HDL are also proposed as therapies for infections and for
drug delivery. Unmodified HDL nanoparticles bind lipopolysaccharide, released from gram negative bacteria, to
prevent overstimulation of the immune system [31].
HDL nanoparticles can also be used as decoys to prevent
damage to healthy cells either by viruses or toxins that
bind to specific cell surface proteins. Further, incorporating membrane components from pathogens in rHDL
particles allows their use as vaccines [32]. Other bioactive lipid moieties can also be incorporated into rHDL
particles. For example, incorporation of sphingosine-1phosphate into the lipoprotein shell induces endothelial
cell proliferation and tube formation that may be
applicable to acute coronary syndromes.
The lipoprotein core can also be used for therapeutic
delivery of lipophilic drugs to increase their solubility
and bioavailability and to reduce toxicity [33]. Several
compounds have been successfully incorporated into
HDL. These include delivery of amphotericin B to
treat fungal and protozoal infections in mice without
the toxicity normally associated with amphotericin B.

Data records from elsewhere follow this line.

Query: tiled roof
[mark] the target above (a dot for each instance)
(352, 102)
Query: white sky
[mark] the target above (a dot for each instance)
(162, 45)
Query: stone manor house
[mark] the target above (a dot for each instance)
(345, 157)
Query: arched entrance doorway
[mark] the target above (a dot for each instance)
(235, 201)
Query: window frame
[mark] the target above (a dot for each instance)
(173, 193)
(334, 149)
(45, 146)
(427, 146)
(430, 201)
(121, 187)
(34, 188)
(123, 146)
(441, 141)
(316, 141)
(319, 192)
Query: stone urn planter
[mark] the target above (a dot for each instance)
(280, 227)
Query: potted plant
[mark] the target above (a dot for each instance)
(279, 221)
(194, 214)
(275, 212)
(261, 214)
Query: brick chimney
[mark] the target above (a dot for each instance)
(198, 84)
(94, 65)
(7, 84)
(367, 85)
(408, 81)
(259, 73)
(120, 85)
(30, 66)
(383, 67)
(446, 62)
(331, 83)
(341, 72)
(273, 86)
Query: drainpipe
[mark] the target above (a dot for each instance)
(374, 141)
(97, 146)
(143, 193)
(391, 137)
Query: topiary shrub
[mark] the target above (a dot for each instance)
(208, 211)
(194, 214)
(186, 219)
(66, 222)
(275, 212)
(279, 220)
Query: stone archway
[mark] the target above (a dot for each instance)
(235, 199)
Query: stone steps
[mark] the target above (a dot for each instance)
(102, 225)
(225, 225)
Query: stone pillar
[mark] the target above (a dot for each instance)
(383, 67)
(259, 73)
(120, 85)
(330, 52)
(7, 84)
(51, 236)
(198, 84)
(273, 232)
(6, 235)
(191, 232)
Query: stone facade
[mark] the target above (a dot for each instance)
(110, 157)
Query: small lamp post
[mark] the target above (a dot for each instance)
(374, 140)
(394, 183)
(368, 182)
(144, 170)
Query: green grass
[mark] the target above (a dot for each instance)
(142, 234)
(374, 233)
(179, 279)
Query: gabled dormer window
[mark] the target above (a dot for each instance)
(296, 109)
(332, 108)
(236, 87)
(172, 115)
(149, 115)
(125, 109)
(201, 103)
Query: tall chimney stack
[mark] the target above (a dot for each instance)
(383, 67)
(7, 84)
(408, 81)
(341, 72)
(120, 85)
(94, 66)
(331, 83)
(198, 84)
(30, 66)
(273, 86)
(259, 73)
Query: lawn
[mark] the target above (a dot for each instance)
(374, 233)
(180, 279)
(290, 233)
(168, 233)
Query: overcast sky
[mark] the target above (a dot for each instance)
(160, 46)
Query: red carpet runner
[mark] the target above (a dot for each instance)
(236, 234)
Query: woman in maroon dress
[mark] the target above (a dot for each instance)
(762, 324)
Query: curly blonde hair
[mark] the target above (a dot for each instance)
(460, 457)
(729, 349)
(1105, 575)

Modified surface apolipoproteins may also direct therapies to defined cell types. With the development of
mechanisms for controlled release, reconstituted lipoproteins may form even more valuable tools for therapy
delivery [27].

Ferritin
In addition to organic nanoparticles, organisms also produce inorganic nanoparticles, in particular iron-containing
particles such as ferrihydrite and magnetite. Ferritin is
expressed in bacteria, archaea and eukaryotes. Its primary
functions are as a protein nanocage to synthesize and store
iron oxides and to sequester potentially damaging iron
ions [34]. In eukaryotes, ferritin is a protein complex
composed of 24 subunits organized into a four-helical
bundle to form a hollow, symmetrical, almost spherical
protein shell of 12 nm. The interior cavity may accommodate up to 4500 Fe atoms. In eukaryotes, there are two
major ferritin genes encoding heavy (H) and light (L)

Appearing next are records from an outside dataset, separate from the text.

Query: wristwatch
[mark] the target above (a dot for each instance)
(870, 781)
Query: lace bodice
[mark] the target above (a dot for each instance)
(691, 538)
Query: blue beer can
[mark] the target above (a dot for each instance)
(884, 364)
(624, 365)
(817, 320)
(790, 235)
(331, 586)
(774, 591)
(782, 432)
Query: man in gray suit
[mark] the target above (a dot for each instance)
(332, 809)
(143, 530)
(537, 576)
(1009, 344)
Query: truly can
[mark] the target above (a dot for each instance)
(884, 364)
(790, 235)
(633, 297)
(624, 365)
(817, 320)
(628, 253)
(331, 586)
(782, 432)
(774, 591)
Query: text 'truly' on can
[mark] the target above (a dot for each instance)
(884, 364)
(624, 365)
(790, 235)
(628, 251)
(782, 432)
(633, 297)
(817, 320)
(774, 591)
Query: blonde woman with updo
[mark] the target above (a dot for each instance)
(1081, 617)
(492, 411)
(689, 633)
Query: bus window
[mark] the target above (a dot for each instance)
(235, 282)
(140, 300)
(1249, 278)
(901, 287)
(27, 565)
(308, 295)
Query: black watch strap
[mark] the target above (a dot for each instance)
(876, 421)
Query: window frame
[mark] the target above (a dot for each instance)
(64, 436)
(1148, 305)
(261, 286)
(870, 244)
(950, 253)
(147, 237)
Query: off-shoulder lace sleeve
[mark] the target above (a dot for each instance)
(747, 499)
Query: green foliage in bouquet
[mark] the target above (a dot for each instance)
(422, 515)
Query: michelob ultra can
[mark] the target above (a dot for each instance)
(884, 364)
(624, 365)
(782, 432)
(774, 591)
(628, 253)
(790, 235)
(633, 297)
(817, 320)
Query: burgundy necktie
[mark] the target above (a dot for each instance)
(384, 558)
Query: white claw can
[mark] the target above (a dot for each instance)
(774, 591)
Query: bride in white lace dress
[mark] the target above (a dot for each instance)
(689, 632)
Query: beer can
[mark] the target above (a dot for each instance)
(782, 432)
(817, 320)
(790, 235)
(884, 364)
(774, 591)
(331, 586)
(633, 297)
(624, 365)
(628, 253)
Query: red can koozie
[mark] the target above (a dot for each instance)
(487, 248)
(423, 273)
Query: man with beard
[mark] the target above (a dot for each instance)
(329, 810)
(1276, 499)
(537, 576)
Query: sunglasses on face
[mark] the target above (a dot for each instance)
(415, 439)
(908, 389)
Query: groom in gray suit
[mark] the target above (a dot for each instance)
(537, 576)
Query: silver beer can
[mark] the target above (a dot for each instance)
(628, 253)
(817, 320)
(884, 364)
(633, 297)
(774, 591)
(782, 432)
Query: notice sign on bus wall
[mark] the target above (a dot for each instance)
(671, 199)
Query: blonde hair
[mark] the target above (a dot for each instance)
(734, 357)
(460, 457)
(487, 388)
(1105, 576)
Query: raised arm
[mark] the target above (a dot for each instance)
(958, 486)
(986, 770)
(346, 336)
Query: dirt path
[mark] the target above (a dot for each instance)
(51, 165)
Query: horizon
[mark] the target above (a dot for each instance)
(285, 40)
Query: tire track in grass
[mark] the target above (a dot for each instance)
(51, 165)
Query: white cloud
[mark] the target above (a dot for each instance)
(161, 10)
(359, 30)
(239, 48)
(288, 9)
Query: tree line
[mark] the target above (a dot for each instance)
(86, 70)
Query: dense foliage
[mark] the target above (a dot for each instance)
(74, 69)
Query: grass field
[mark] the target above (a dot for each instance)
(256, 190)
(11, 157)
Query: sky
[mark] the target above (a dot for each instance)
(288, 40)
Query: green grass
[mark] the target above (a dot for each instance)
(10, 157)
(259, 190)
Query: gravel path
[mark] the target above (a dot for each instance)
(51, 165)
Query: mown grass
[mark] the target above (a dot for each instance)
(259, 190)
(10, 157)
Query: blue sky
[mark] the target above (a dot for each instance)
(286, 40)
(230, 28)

chains with differing properties (the L chain lacks the
catalytic activity of the H chain) that assemble to form
heteropolymers. The ratio of H to L chains varies from
tissue to tissue to form a wide range of isoferritins [35].
Ferritin acts as an iron storage molecule and prevents
generation of hydroxyl radicals by oxidation of Fe(II) to
Fe(III). In ferritin with high H chain content and catalytic
activity, highly ordered ferric oxohydroxide, is formed but
in ferritin with high L chain content, the crystal structure
www.sciencedirect.com

is more disordered. The magnetic properties of the ferritin core are complex. It is thought that the Fe(III) ions are
antiferromagnetically coupled with a superparamagnetic
moment [36]. Release of iron from ferritin requires electrons, protons and water release, although little is known
about the process. Iron exits through channels in the
ferritin shell or by proteolytic degradation of ferritin,
possibly in lysosomes [37].
In addition to H and L chains, mitochondrial ferritin, with
an N-terminal extension and mitochondrial localization
signal, has been identified in humans and mice. This
protein has ferroxidase activity and the ability to sequester iron. In humans, it is present in testis and spermatozoa
and in mice it is also found in heart, CNS, kidney and
pancreatic islets. Mitochondria produce high levels of
reactive oxygen species and also need iron for enzymes,
suggesting the mitochondrial ferritin may have both iron
storage and antioxidant roles [38].
The apoferritin shell can be used as a chamber for the
synthesis of nanoparticles. Metal nanoparticles with Cr,
Co, In oxides and nickel hydroxide and semiconductor
nanoparticles have been made in ex vivo horse spleen
apoferritin. Using the apoferritin shell produces nanoparticles with highly reproducible shape and size. In
addition, ferritin shells can be adsorbed in a defined
arrangement either using their negative charge or by
modification of the ferritin subunit, for example, to include a hydrophobic terminal to bind to carbonaeous
material or titanium binding peptides. The protein shells
can subsequently be removed to leave the nanoparticles
in situ [39]. Arrays of ferritin nanoparticles have been used
for several purposes, from carbon nanotube growth to
nanodisk fabrication and development of a bionanobattery [40].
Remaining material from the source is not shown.